Perfusion imaging using quantitative STAR labeling of arterial regions (QUASAR) arterial spin labeling (ASL) was the core dataset. Optimization of the post-processing methodology for this sequence was performed and the outcome was used for hemodynamic analysis of the cohort. Typical perfusion-related parameters, along with novel hemodynamic features were quantified. High-resolution structural, angiographic and carotid flow scans were also acquired and processed. Functional acquisitions were repeated following a vasodilating stimulus. Differences between the groups were examined using statistical analysis and a machine-learning framework.
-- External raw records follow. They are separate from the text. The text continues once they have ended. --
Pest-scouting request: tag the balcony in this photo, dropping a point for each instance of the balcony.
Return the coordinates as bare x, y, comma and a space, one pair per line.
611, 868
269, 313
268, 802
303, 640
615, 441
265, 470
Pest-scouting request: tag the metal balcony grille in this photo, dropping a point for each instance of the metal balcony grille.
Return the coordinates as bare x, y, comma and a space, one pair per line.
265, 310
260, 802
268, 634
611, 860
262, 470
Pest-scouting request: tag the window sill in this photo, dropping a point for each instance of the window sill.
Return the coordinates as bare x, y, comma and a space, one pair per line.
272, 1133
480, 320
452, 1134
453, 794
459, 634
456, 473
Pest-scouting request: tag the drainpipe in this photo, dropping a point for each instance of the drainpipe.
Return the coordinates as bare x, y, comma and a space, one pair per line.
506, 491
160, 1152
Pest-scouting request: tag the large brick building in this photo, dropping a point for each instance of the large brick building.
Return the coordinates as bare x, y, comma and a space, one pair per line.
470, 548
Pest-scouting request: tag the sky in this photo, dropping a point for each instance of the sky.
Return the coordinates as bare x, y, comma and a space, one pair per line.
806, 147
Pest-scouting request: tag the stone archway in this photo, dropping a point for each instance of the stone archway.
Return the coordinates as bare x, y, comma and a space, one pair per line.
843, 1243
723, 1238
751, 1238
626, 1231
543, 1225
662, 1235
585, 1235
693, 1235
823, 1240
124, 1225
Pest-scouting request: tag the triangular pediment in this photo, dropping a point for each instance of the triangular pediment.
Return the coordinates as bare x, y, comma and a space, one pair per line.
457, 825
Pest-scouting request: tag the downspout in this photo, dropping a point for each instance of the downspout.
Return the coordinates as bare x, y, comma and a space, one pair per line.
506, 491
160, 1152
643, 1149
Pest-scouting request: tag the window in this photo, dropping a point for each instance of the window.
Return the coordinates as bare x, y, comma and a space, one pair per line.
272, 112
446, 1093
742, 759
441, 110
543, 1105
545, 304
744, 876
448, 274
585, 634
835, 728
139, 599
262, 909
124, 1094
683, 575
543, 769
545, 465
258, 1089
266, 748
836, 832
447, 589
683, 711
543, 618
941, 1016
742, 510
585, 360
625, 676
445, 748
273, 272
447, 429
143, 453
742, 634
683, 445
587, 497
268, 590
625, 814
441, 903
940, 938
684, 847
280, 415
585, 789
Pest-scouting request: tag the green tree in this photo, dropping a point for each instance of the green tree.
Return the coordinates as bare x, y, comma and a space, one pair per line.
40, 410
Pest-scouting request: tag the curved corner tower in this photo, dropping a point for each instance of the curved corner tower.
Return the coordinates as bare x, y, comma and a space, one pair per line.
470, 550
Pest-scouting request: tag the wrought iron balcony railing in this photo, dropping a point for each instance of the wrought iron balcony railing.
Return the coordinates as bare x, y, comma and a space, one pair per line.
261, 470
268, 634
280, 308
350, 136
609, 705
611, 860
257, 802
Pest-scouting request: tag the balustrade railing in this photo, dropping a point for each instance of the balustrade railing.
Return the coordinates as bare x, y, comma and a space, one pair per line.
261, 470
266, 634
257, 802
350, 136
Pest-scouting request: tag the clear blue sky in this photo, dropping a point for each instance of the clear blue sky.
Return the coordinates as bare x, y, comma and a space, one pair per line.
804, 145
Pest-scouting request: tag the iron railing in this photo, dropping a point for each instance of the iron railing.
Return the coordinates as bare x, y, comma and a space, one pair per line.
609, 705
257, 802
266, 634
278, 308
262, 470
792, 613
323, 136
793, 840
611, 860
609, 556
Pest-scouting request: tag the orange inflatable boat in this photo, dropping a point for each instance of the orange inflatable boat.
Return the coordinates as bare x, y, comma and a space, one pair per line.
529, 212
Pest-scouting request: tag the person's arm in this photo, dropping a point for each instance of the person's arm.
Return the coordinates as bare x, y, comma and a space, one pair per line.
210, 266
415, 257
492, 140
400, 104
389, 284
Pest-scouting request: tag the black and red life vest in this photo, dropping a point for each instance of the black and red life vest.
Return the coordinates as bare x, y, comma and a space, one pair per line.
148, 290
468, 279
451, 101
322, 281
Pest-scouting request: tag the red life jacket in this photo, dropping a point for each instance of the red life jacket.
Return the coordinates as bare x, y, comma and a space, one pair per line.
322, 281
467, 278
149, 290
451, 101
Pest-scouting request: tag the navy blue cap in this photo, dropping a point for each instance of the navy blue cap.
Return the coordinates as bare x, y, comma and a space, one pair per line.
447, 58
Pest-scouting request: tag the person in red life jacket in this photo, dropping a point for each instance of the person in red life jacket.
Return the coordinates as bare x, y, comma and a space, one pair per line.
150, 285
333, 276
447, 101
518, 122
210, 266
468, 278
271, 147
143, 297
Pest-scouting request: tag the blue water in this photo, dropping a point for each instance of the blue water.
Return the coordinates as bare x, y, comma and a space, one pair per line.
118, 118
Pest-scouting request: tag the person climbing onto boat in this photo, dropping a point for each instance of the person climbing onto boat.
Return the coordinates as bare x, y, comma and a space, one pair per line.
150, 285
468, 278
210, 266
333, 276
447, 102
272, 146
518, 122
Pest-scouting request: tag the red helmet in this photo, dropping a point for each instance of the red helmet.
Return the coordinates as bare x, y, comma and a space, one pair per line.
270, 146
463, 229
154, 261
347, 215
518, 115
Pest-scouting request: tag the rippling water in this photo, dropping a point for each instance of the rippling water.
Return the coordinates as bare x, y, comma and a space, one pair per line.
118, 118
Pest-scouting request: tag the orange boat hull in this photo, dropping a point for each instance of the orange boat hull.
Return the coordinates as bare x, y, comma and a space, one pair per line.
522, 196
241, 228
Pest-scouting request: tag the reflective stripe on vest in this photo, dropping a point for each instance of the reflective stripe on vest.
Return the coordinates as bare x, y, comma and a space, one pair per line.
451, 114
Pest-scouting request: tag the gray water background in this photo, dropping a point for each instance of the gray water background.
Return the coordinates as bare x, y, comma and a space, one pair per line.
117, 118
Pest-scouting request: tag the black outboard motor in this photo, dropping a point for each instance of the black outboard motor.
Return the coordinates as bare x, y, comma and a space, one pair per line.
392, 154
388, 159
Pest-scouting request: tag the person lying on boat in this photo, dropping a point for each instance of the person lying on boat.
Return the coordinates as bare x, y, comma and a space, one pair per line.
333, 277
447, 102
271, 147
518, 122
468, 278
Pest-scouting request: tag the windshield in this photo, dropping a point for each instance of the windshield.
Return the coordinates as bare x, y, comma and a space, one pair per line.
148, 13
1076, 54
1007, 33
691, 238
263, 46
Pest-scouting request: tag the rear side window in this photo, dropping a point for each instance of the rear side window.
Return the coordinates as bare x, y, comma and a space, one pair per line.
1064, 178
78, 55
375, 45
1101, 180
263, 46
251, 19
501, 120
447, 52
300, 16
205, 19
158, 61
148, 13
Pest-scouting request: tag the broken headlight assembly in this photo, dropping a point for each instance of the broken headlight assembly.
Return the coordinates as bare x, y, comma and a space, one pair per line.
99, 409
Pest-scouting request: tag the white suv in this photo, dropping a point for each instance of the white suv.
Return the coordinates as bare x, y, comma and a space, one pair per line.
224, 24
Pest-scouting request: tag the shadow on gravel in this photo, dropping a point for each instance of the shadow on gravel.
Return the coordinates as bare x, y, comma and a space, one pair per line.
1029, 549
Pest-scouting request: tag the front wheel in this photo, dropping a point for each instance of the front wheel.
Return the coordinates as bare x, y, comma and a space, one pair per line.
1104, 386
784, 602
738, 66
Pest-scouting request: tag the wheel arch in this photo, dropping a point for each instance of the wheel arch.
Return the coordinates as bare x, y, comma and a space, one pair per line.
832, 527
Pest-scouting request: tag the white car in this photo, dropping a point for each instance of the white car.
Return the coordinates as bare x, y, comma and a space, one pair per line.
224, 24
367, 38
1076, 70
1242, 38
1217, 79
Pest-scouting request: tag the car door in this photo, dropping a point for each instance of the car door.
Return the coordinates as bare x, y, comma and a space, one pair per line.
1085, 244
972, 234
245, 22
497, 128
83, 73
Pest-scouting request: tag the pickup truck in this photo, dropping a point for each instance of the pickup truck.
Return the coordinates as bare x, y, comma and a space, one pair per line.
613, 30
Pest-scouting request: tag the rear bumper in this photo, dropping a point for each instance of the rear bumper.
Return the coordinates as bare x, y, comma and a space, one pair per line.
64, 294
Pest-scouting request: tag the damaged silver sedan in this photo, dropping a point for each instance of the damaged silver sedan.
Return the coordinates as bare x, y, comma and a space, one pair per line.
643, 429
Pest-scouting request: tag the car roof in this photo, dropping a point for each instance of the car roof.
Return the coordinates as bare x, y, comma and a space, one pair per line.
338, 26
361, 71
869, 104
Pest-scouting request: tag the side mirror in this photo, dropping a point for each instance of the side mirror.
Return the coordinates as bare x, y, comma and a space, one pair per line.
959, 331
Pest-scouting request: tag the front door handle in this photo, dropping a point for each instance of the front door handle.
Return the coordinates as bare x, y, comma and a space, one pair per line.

Hemodynamic parameters differing between the groups emerged from both baseline and post-stimulus scans for T2DM and mainly from the post-stimulus scan for IGT. It was demonstrated that quantification of not-typically determined hemodynamic features could lead to optimal group-separation. Such features captured the pattern of delayed delivery of the blood to the arterial and tissue compartments of the hyperglycemic groups. Alterations in gray and white matter, cerebral vasculature and carotid blood flow were detected for the T2DM group. The IGT cohort was structurally similar to the healthy cohort but demonstrated functional similarities to T2DM. When combining all extracted MRI metrics, features driving optimal separation between different glycemic conditions emerged mainly from the QUASAR scan. The only highly discriminant non-QUASAR feature, when comparing T2DM to healthy subjects, emerged from the cerebral angiogram.
In this thesis, it was demonstrated that MRI-derived features could lead to potentially optimal differentiation between normoglycemia and hyperglycemia. More importantly, it was shown that an impaired cerebral hemodynamic pattern exists in both IGT and T2DM and that the IGT group exhibits functional alterations similar to the T2DM group.